I remember thinking that they would never close schools unless this disease got to the point where it started spreading in our state and county. Many of my fellow classmates and teachers agreed with this sentiment. People were still comfortable to be around others in mid-March. People still felt safe standing in line in the cafeteria or sitting next to each other in class. The week of March 9th through March 13th was our last week going to classes as seniors. Of course, at that time nobody knew this would be ours and everybody else’s last week of the school year with in-person classes.
Some of my fellow classmates joked about it being our last day of school, but it was just that: a joke. Nobody said goodbye to each other because we did not think we had too. We all assumed that this would last for two weeks, three weeks at the most. That week was swift and a little chaotic, with growing uncertainties about what lay ahead for us and the world as school systems, including ours, all around Georgia announced they would be closed for two weeks starting on Monday.
The next few weeks were a definite adjustment but, with the help from our teachers, administrators, and our principal, Mr. Weaver, we were able to adjust to our new way of living, just like the rest of the world. Each time we got notified of our new return date, the prospect of going back before the end of the school year became less and less imaginable, especially as cases of coronavirus rose. I was filled with disappointment again once we were notified that the International Baccalaureate Organization had canceled exams that we had been preparing for since the beginning of junior year. It was yet another shock as we all realized we may not have a traditional graduation ceremony or get to participate in some of the hallmarks of senior year. However, as we all adjusted, I felt inspired by the leadership that my teachers and fellow students showed during these uncertain times. From the virtual meeting with our Assistant Principal, Dr. Fossum, to Google Meets classes with my Current Issues teacher, Ms. Wilson. I realized that we would get through these times as a class, school, community, country, and world; stronger than before. Not to mention, my dog had been exponentially happier from all the attention and treats he had been getting from us!

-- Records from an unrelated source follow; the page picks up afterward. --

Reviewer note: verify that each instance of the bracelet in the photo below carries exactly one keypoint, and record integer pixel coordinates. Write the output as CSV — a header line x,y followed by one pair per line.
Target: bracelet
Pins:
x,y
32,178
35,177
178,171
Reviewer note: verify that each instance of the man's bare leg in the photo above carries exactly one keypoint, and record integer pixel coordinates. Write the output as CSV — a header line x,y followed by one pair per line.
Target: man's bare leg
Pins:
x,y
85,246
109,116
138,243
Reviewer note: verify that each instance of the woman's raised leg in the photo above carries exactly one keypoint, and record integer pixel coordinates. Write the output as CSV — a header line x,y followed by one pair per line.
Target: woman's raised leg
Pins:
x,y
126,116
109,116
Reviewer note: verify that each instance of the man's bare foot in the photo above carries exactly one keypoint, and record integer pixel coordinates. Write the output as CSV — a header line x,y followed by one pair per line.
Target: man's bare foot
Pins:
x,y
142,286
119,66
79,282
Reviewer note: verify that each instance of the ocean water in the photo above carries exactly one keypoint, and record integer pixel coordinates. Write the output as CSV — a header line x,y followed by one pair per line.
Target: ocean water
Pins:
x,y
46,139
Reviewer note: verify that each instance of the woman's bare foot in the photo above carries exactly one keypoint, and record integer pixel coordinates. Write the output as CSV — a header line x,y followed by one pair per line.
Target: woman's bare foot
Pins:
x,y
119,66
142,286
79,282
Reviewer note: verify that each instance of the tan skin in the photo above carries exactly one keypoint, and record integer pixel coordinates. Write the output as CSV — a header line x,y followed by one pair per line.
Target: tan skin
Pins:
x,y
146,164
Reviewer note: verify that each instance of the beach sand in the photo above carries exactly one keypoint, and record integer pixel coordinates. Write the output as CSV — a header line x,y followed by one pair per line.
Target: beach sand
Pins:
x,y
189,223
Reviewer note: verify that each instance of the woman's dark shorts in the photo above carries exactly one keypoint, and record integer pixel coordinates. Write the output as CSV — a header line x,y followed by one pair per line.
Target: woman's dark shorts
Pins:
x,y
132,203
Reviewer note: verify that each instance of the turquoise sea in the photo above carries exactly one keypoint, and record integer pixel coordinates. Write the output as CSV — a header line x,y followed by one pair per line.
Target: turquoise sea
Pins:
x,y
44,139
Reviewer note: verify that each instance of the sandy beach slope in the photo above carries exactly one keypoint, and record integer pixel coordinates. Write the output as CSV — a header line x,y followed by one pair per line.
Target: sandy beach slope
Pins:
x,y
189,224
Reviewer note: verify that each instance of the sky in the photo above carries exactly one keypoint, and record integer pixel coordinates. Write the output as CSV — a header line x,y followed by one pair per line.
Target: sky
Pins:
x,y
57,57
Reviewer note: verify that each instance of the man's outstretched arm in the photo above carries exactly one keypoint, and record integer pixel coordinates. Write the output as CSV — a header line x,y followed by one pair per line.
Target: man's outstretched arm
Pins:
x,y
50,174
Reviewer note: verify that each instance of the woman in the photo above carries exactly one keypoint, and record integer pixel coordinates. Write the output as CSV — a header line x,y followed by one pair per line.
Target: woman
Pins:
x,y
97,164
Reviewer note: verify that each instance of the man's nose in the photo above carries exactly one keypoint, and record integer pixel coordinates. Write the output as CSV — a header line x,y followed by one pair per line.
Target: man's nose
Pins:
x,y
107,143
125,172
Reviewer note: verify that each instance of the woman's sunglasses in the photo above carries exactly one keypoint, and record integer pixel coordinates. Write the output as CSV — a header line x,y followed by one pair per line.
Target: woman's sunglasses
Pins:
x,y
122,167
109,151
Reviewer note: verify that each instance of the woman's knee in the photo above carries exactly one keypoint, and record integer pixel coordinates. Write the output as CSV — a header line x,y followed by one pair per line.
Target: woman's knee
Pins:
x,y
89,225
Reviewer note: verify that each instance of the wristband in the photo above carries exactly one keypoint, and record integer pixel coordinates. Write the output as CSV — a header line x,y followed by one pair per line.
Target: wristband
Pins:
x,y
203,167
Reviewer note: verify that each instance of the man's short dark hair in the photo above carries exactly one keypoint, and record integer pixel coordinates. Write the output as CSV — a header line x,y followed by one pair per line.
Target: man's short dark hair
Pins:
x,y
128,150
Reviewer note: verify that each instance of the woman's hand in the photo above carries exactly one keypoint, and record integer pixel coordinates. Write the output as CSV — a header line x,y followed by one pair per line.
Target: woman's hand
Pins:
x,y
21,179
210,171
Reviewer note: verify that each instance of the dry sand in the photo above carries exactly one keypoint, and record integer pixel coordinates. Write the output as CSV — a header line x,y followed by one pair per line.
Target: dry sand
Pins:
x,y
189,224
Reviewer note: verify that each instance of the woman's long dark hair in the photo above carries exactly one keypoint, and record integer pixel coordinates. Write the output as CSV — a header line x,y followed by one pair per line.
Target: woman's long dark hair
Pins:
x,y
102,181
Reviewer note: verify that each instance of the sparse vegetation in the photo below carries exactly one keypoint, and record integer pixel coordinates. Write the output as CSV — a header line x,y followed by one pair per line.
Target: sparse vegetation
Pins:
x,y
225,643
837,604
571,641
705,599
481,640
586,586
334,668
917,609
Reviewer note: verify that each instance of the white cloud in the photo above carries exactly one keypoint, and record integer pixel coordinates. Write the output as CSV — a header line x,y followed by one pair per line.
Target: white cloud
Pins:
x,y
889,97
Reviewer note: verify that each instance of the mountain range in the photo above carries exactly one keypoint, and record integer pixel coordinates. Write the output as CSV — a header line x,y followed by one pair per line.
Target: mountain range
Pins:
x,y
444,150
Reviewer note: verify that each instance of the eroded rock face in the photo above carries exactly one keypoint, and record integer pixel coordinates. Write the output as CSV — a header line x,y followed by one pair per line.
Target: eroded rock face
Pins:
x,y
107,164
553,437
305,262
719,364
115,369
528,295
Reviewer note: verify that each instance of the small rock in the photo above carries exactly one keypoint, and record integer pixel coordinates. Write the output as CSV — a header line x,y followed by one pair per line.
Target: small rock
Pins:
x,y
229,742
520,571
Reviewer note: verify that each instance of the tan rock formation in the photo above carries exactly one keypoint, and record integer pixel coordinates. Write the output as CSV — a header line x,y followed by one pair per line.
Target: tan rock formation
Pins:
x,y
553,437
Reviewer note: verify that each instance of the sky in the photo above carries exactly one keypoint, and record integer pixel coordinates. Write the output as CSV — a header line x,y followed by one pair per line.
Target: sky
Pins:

My goal, for as long as I can remember, has been to become a doctor, and the leadership, perseverance, and resilience all the essential workers from nurses and physicians, to grocery store cashiers and power plant technicians has been extraordinary. This experience has changed all of our lives in profound ways, and created a “new normal” but, once the dust settles I can say definitively that I will come away from this experience with invaluable knowledge on the nature of mankind in a crisis and the humanity we can see in all of us.
Throughout our existence, humans have endeavored, persevered and adapted to crises, some created by the vagaries of mother nature, and some self-created. Even as we remember and mourn the loss many families have suffered through this pandemic; the endurance of the human spirit is what makes us special. I know that one day I will see all my teachers, friends, and classmates. So, we may not be able to remember exactly where we were when we first heard the news of coronavirus, but we will remember what we learned and how we adapted to these most unique circumstances. In the meantime, we should remember that while we may be physically isolated, we are not alone.